É, verdadeiramente, a cultura do capricho que tem feito a diferença entre a alta produtividade e a produtividade média convencional

GR – Você aponta a alta produtividade como um trabalho de longo prazo. Mas o que ocorre muitas vezes é o abuso do uso da tecnologia na busca de respostas rápidas. Esse uso excessivo da tecnologia pode ser um problema nesse processo?

Bortoli – Creio que sim. Quando os produtores apostam simplesmente numa tecnologia isolada como se fosse a solução para a produtividade eles acabam incorrendo, talvez, num erro. O uso de vários fatores e tecnologias somadas é que compõem a alta produtividade. Ou seja, não é um fator por si só, mas o somatório de estratégias de manejo, de uso de tecnologias de solo, de ferramentas de proteção de cultivos, de boas práticas agrícolas. É, verdadeiramente, a cultura do capricho que tem feito a diferença entre a alta produtividade e a produtividade média convencional.

GR – A sua última produtividade foi de quase 124 sacas por hectare. Neste ciclo atual, mesmo com essas adversidades, você espera um resultado semelhante?

Bortoli – Por mais que eu tenha conseguido repetir boas partes das minhas premissas básicas para a alta produtividade, eu creio que acabei sofrendo com três fatores limitantes para a alta produtividade. O primeiro deles é que eu perdi a janela ideal de semeadura, que aqui para nossa região ocorre entre 20 de outubro e 10 de novembro. Seria o melhor momento para semear a soja buscando alta produtividade. Nesse período, choveu muito na região e acabou atrasando a semeadura, o que nos jogou numa janela de plantio após 15 de novembro. Então, a primeira perda de potencial produtivo minha foi época de plantio. A segunda perda produtiva foi pela temperatura muito elevada nos meses de floração. A gente teve temperaturas na faixa 39ºC a 40ºC em dezembro, que é um mês decisivo para a floração da soja. E o terceiro ponto que eu acho que foi muito determinante foi esse período de estiagem. Essa falta de chuva recorrente que vem impactando a região vai acabar reduzindo, sim, nosso potencial produtivo este ano, tanto em lavoura irrigada quanto em lavoura de sequeiro. O Rio Grande do Sul este ano vai sofrer com uma quebra muito significativa na cultura da soja porque o mês de março, que é um mês determinante para esses plantios de novembro, não tem nenhuma previsão de chuva considerável.

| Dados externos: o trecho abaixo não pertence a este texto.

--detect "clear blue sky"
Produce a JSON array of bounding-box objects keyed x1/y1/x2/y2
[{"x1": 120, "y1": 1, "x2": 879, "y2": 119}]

A água é um dos principais fatores e vai ser a que vai nos roubar, talvez, o nosso maior potencial produtivo aqui no RS neste ano

 

GR – A irrigação, por si só, não faz milagre…

Bortoli – Não. A irrigação é apenas um fator componente do clima. Outros fatores componentes são a luminosidade, a temperatura, a nebulosidade, concentração de gases. E esses a gente não tem poder de controlar, embora eles interfiram muito na produtividade. Mas a água é um dos principais fatores e vai ser a que vai nos roubar, talvez, o nosso maior potencial produtivo aqui no Estado este ano.

GR – Você consegue estimar sua produtividade este ano?

Bortoli – É difícil eu te falar isso porque a gente ainda tem um ciclo bastante longo de desenvolvimento das culturas. Eu tenho cultivares em que eu tive quebra de 30%, de 40%. Em materiais mais tardios, talvez tenha um potencial de quebra de 20%, mas isso é muito relativo. Ainda falta bastante tempo para conseguir definir todo o potencial da cultura, e março vai ser o mês que vai definir o quanto de quebra nós vamos ter. Nos materiais de outubro, a quebra já está bem desenhada e ela é bem expressiva. Os materiais de novembro, que finalizam o ciclo agora em março e são colhidos em abril, esses, sim, ainda são uma incógnita. É a pergunta que não quer calar: quanto vai ser a quebra e quando vai voltar a chover de forma normal no Estado.